Efficient processing of advanced structural queries in graph databases

by Xiang Zhao




Institution: University of New South Wales
Department: Computer Science & Engineering
Year: 2014
Record ID: 1051896
Full text PDF: http://handle.unsw.edu.au/1959.4/53213


Abstract

Recent decades witnessed a rapid proliferation of graph data, such as chemical structures and business processes. Structural queries are frequently issued in these domains, and hence, attract extensive attention. Due to data inconsistency and noise, a recent trend is to study similarity queries. Moreover, graphs may possess multiple attributes on vertices, imposing additional challenges. Hence, indexing and processing methods for answering advanced structural queries are strongly in demand. The thesis studies three types of emerging structural queries in large-scale graph databases, including graph similarity join, graph similarity search and graph substructure selection. Graph similarity join retrieves all similarity pairs from two graph collections such that their similarity satisfies a given threshold. Particularly, we incorporate graph edit distance as similarity measure. Inspired by the q-gram idea for string similarity queries, we introduce path-based q-grams on graphs, and establish a count filtering lower bound for generating candidates. An efficient algorithm is proposed to exploit both matching and mismatching features. We also present label and degree-based matching conditions to strengthen the filtering techniques. Leveraging offline index, we investigate efficient graph similarity search.
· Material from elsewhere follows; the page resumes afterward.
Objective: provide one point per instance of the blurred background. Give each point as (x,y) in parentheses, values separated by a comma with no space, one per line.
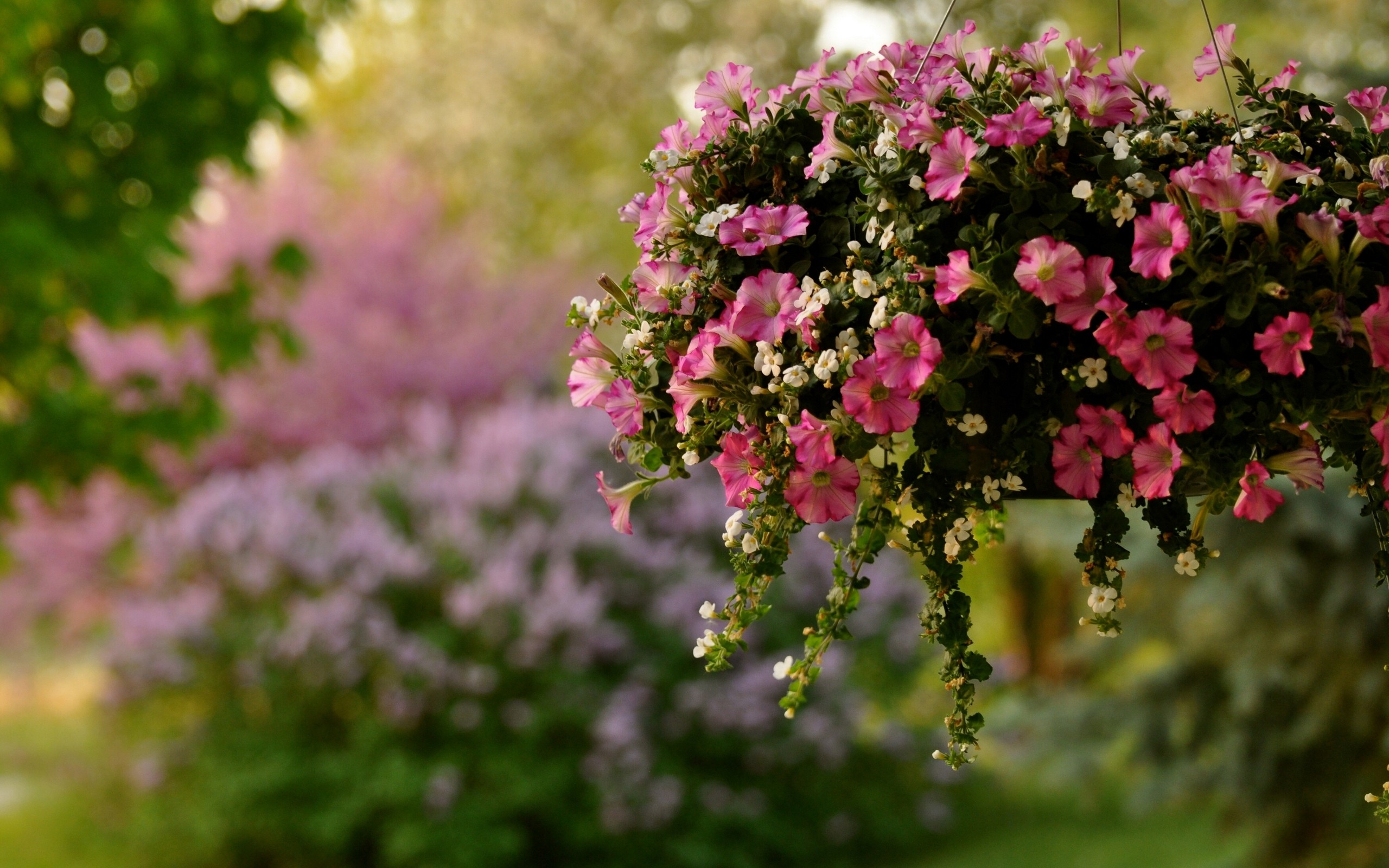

Existing solutions employ fixed-size overlapping substructures, and thus, are susceptible to large vertex degrees and thresholds. Disparately, we present a partition-based approach by dividing graphs into variable-size non-overlapping partitions. The edit distance constraint is converted to a containment constraint for candidate generation. A dynamic pruning technique and an improved verification algorithm are also developed. In addition, a cost-aware graph partitioning technique is conceived to optimize the index. Equipping structural queries with rich semantics, substructure selection over multi-attributed graphs finds all subgraph isomorphic mappings such that each pair of matching vertices satisfy a set of selection conditions, each against an equality, range, or set containment operator on a vertex attribute. Existing techniques for single-labeled graphs are developed under the assumption of identical label matching, and thus, cannot handle the general cases. To this end, we propose a two-tier index via judiciously materializing feature mappings. We also devise a scalable indexing and query processing method exploiting execution plans with minimum cost.